How strange to think of herself as a doll? But one had to live first of course – and the exciting future lay before her.
Ernest Duke of Cumberland heard of the death of his brother Frederick with undisguised pleasure. There was after all no need to conceal from his clever Duchess that which seemed to him a perfectly natural emotion.
The Duchess had softened a little since the birth of their son. She doted on young George who was a bright boy, and handsome too. Her greatest ambition would be fulfilled if she could see him attain the throne of England.
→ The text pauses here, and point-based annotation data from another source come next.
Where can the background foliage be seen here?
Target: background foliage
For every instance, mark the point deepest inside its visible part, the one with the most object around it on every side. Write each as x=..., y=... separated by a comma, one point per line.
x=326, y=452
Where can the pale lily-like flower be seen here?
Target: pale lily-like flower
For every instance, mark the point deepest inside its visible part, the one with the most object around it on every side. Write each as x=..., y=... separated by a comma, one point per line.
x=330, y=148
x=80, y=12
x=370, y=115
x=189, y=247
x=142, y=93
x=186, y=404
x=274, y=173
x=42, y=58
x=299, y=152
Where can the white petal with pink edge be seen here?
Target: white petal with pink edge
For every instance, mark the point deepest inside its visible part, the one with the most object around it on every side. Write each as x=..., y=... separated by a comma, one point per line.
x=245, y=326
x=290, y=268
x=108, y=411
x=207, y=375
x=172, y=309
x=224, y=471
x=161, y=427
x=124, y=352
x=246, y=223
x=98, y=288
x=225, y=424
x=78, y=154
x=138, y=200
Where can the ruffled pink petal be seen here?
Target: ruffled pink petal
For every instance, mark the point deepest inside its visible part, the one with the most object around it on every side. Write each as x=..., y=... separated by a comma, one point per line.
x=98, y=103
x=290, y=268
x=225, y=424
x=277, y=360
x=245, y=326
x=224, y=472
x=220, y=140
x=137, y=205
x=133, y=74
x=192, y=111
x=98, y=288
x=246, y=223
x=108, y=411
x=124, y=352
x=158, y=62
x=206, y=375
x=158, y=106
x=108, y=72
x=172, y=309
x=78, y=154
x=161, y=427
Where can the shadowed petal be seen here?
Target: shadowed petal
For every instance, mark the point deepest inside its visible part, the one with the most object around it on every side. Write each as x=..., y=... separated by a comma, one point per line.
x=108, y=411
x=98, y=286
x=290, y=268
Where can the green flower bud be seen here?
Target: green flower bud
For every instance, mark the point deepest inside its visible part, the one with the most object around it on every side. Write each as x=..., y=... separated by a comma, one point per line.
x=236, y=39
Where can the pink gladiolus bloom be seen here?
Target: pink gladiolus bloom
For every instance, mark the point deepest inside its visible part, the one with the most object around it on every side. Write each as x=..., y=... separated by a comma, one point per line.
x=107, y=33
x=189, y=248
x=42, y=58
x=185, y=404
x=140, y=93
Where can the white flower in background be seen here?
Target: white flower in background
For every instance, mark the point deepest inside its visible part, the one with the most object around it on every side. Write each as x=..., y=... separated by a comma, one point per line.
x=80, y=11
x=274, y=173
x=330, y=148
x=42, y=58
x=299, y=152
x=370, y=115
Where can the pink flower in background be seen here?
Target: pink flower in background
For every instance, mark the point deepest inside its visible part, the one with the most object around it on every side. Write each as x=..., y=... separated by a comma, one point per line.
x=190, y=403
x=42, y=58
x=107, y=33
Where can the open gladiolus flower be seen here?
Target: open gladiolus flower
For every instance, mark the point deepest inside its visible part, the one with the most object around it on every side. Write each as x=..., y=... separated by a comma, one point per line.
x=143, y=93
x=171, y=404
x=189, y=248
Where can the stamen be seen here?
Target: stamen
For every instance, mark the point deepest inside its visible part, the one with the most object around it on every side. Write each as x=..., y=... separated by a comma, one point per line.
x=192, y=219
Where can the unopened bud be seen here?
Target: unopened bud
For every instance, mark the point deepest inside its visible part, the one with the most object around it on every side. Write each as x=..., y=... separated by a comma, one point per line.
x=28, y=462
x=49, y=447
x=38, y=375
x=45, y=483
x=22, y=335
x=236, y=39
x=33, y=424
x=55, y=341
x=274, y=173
And to think that there was that smug fat child at Kensington Palace standing between her and her desires was more than she could endure.
She knew that Ernest felt the same; though he was perhaps thinking more of getting the throne for himself than for George.
George would inevitably follow his father – and as usual their ambitions were identical.
‘George cannot last much longer,’ Ernest was saying. ‘It’s a miracle that he’s held out so long. He’s a mass of disease and has to be wheeled about most of the time. Frederick has been removed. And that leaves only William.’